One example of a specific stack 100 for a TFT is illustrated in FIG. 4. In FIG. 4, a TFT 150, such as that described in published PCT patent application WO 2023/285936 to Barlage et al. and assigned to the assignee of the present invention (and the contents of which are incorporated herein by reference) is shown. TFT 150 includes a source 154, a drain 158, each of which can be a suitable metal, such as Ruthenium, etc. and a source channel interfacial member 162, such as Ruthenium Oxide. Stack 100 includes oxide semiconductor channel layer 104 which can be tin oxide (SnO₂), mediating material 112 which can be hafnium oxide, acting as a gate dielectric, metal contact layer 120 can be tungsten, tantalum nitride or titanium nitride, acting as a gate contact and, in this example, setting layer 116 can be titanium.

The respective layers of stack 100 can be formed in any suitable manner as will occur to those of skill in the art, such as by atomic layer deposition (ALD), sputtering, CVD, PECVD, etc.

In the above-mentioned example of the Barlage et al TFT, oxide semiconductor channel layer 104 can be formed as a layer of between about 3 nm and about 15 nm thick and more preferably, a layer of between about 5 nm and about 10 nm thick.
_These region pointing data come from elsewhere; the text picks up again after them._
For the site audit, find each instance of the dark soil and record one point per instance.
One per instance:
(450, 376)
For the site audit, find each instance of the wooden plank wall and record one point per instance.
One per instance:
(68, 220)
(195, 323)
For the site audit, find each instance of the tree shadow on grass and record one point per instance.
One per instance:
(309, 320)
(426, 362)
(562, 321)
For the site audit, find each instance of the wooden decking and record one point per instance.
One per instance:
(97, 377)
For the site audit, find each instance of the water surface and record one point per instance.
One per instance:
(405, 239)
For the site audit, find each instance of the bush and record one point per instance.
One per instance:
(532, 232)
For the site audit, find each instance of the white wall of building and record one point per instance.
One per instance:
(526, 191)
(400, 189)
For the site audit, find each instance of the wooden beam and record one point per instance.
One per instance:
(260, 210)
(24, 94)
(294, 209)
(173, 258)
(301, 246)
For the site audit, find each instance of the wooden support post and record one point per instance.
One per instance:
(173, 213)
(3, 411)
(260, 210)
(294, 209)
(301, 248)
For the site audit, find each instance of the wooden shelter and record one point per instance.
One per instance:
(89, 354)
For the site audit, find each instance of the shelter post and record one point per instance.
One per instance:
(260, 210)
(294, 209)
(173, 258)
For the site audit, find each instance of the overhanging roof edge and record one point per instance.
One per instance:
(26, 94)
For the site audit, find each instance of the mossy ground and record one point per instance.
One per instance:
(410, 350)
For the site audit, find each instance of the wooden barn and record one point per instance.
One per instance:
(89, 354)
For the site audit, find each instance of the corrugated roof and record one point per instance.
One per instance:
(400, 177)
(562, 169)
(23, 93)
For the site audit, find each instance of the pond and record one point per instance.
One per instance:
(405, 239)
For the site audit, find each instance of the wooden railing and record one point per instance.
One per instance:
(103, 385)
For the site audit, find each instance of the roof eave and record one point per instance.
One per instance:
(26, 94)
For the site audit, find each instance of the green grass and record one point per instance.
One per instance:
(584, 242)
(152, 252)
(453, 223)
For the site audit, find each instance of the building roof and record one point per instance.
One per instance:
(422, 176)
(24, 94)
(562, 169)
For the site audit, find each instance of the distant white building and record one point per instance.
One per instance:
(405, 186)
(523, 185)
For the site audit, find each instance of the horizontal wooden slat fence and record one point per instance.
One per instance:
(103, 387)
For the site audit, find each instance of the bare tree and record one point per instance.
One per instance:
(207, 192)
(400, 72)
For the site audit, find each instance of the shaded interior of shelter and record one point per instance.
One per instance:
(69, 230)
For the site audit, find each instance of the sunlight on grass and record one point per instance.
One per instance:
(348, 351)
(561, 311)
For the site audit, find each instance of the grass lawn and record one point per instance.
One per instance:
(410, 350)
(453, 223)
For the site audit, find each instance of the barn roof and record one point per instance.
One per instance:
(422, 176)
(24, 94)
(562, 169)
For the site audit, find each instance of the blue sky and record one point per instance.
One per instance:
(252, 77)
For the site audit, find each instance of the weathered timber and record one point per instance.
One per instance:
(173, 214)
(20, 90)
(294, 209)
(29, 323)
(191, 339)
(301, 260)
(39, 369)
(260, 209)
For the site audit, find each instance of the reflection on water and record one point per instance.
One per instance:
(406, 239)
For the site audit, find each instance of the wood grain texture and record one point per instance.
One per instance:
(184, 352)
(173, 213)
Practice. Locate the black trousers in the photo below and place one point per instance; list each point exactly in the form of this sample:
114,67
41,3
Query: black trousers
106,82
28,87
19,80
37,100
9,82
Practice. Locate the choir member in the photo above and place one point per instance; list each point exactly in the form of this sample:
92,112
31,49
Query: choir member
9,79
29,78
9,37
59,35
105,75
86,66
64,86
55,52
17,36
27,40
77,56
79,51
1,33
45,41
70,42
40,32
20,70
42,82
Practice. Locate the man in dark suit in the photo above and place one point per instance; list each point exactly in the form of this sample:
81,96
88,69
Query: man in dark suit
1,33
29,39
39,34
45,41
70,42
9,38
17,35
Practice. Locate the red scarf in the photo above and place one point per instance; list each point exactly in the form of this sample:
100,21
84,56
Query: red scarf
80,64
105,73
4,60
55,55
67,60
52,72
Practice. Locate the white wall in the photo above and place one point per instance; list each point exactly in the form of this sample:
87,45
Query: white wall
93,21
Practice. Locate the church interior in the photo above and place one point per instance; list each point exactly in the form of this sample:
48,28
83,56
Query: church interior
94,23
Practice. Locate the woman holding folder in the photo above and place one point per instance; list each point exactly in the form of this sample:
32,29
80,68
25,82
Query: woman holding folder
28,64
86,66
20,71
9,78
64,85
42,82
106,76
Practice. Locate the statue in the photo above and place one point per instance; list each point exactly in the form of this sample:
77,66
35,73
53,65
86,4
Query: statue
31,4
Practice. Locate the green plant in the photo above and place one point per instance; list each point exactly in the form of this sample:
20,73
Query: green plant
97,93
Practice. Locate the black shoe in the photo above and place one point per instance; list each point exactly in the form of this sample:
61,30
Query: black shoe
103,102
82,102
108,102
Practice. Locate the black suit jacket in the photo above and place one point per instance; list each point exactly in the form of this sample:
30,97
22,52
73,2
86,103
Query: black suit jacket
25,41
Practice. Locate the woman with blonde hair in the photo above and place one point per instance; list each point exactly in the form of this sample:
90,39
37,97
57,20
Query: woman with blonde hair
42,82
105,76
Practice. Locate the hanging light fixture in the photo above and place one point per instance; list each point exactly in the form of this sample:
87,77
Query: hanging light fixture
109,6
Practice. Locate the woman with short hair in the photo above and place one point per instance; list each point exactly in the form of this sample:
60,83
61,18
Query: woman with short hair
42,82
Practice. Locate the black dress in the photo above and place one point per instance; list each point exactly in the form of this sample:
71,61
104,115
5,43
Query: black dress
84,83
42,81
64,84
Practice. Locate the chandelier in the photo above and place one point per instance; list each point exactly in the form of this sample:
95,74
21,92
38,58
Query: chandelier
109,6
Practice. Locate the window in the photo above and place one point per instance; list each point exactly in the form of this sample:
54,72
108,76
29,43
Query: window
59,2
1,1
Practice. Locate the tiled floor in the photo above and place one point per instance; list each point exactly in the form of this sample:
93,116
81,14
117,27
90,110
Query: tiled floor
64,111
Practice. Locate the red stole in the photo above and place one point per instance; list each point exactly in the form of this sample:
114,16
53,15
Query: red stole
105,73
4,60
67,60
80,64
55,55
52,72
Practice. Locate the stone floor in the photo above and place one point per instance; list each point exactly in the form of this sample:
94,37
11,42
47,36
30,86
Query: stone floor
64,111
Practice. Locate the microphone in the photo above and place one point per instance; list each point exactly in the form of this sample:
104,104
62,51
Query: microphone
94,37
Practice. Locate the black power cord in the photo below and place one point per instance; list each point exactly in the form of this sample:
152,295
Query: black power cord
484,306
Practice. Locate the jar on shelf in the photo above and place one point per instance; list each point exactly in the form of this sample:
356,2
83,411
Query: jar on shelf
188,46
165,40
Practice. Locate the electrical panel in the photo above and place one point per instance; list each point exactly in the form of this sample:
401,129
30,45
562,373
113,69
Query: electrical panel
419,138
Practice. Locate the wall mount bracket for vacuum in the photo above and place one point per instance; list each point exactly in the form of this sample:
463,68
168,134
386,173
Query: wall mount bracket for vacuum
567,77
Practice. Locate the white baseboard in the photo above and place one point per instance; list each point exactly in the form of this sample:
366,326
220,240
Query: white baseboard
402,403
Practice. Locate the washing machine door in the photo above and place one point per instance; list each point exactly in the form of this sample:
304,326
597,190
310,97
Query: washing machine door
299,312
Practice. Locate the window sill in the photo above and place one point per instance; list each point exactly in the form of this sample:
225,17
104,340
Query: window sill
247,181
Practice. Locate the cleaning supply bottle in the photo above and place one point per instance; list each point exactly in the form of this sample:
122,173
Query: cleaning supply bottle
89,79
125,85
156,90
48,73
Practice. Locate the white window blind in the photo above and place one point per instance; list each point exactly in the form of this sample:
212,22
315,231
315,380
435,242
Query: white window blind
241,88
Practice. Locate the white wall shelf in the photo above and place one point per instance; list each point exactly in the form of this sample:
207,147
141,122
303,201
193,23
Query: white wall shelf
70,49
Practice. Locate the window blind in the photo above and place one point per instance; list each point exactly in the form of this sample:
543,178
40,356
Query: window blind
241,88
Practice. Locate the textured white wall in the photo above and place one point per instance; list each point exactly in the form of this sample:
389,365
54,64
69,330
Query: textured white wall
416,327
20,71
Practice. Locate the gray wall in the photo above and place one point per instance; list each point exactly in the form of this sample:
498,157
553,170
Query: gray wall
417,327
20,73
Setting layer 116 can be formed in any suitable manner, such as by sputtering or chemical vapor deposition, as a layer between about 1 nm and about 10 nm thick.

It is also contemplated that, in some circumstances, mediating material 112 can be omitted, as shown in FIG. 5 (wherein like components to those to FIG. 2 are indicated with like reference numerals) with setting layer 116 in direct contact with oxide semiconductor channel layer 104, but in most cases, mediating material 112 is preferably present and can be between about 1 nm to about 20 nm thick.

It is contemplated that setting layer 116 should not be excessively thick as it is possible that it can otherwise draw too many oxygen atoms from oxide semiconductor channel layer 104, reducing its stoichiometry from 1:2 to 1:1.6 or 1:1.5, etc., potentially changing it from a semiconductor to a conductor.

In the example described herein, setting layer 116 can have a thickness of from about 0.2 nm to about 3 nm to draw surplus oxygen atoms from region 104a of oxide semiconductor channel layer 104, thus reducing defects in region 104a. Region 104a can be from about 2 nm to as much as the entire thickness of semiconductor channel layer 104.

In tests of TFTs fabricated with novel stack 100, measurements of carrier mobility have shown as much as a ten times improvement over that that of similar TFTs fabricated without the presence of setting layer 116.

As shown in FIG. 6, a method 200 of fabricating an oxide semiconductor channel stack, in accordance with an aspect of the present invention comprises the steps of: at 204 forming an oxide semiconductor channel layer on a substrate; at 208, if desired, forming a mediating material over the oxide semiconductor channel layer; at step 212, forming a setting material over the mediating material, if present, or over the oxide semiconductor channel layer if the mediating material is not present, the setting material removing undesired atoms from at least the region of oxide semiconductor channel layer adjacent the setting material; and at 216, if desired, forming a metal contact over the setting material.

Non limiting examples of suitable setting materials include Titanium, Hafnium, Zirconium and/or Tantalum.

Non limiting examples of suitable mediating materials, if present, include low-k dielectrics, high-k dielectrics, semiconductors, etc.

The above-described embodiments of the invention are intended to be examples of the present invention and alterations and modifications may be effected thereto, by those of skill in the art, without departing from the scope of the invention which is defined solely by the claims appended hereto.